I'm learning about computer architecture and I was reading about encoders and decoders. In a MIPS processor, the opcode has 6 bits. I was wondering how many input bits are needed to build a decoder to decode opcodes? I know that a decoder is a combinational circuit that converts binary information from n input lines to a maximum of 2^n unique output lines. Knowing that the opcode is 6 bits, does that mean I need only 3 bits because 2^3 is 8 and the theoretical maximum number of outputs will be 8?
The opcode in the machine instruction word is the input to the decoding process, which may involve a digital logic circuit of the same name, a binary decoder.
There are 2^6 possible values for the 6-bit opcode field, and thus 2^6 possible different patterns of output (internal control signals) you might want to decode to.
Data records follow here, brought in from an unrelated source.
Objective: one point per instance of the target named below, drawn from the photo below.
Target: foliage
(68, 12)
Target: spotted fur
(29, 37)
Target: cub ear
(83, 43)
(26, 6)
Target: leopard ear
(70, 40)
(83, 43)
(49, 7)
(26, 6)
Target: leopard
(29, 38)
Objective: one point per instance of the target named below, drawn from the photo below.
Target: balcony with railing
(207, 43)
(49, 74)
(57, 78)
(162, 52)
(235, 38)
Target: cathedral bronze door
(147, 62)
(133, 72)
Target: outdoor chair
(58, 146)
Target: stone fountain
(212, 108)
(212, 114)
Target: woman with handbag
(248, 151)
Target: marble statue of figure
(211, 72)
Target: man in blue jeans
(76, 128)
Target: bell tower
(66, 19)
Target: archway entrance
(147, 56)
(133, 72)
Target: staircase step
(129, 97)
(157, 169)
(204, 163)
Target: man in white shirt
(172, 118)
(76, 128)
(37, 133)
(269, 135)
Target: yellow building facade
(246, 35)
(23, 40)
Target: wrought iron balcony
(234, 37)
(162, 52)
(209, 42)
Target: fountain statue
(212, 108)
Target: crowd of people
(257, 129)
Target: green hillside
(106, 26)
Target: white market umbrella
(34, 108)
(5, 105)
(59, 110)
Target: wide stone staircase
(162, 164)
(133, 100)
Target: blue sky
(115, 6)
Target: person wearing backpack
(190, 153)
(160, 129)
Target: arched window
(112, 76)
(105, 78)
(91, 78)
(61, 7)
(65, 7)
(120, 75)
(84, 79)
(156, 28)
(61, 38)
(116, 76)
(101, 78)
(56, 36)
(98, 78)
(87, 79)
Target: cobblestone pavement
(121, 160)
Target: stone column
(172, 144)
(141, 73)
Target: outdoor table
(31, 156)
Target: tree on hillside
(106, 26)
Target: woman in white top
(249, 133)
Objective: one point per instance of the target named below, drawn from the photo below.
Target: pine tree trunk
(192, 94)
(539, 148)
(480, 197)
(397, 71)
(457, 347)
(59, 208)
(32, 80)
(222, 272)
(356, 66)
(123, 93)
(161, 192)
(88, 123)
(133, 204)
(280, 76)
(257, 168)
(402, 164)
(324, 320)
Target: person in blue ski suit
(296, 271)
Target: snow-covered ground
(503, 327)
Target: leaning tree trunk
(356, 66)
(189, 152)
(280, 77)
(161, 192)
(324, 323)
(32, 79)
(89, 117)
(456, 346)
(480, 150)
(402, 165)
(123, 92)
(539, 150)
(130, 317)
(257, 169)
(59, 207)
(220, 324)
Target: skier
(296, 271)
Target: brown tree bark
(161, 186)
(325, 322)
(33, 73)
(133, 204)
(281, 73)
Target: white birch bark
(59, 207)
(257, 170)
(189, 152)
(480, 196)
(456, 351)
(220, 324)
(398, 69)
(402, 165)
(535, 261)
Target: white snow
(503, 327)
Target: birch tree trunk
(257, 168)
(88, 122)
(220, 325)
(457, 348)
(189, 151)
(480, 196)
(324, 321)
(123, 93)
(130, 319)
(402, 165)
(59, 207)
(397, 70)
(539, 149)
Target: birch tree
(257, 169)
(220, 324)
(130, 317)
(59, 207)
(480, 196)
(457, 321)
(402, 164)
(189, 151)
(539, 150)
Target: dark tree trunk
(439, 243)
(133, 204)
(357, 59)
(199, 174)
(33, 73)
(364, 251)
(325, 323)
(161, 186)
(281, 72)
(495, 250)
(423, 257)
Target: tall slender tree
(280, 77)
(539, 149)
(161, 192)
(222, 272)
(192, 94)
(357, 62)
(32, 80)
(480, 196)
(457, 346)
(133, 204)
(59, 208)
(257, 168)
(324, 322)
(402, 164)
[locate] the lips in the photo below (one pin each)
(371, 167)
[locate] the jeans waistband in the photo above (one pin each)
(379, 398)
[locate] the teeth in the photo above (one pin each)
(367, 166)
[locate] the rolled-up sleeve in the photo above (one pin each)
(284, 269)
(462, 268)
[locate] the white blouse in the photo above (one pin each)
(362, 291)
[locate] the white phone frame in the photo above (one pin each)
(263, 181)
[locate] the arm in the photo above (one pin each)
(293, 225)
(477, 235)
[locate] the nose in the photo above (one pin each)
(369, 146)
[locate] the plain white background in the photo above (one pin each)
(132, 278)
See https://en.wikibooks.org/wiki/MIPS_Assembly/Instruction_Formats#Opcodes for an incomplete table of some common instructions. (missing xori, probably others).
https://uweb.engr.arizona.edu/~ece369/Resources/spim/MIPSReference.pdf also lists opcode details for another subset of the available MIPS opcodes. (missing bgezal and bltz for example.)
Note that all R-type instructions share the same opcode, and the func field is used to select which operation. But I-type instructions do each use different values for the opcode field, leaving enough bits left for up to 2 registers and a 16-bit immediate. There are many more than 8 unique opcode-field values that a MIPS CPU has to recognize.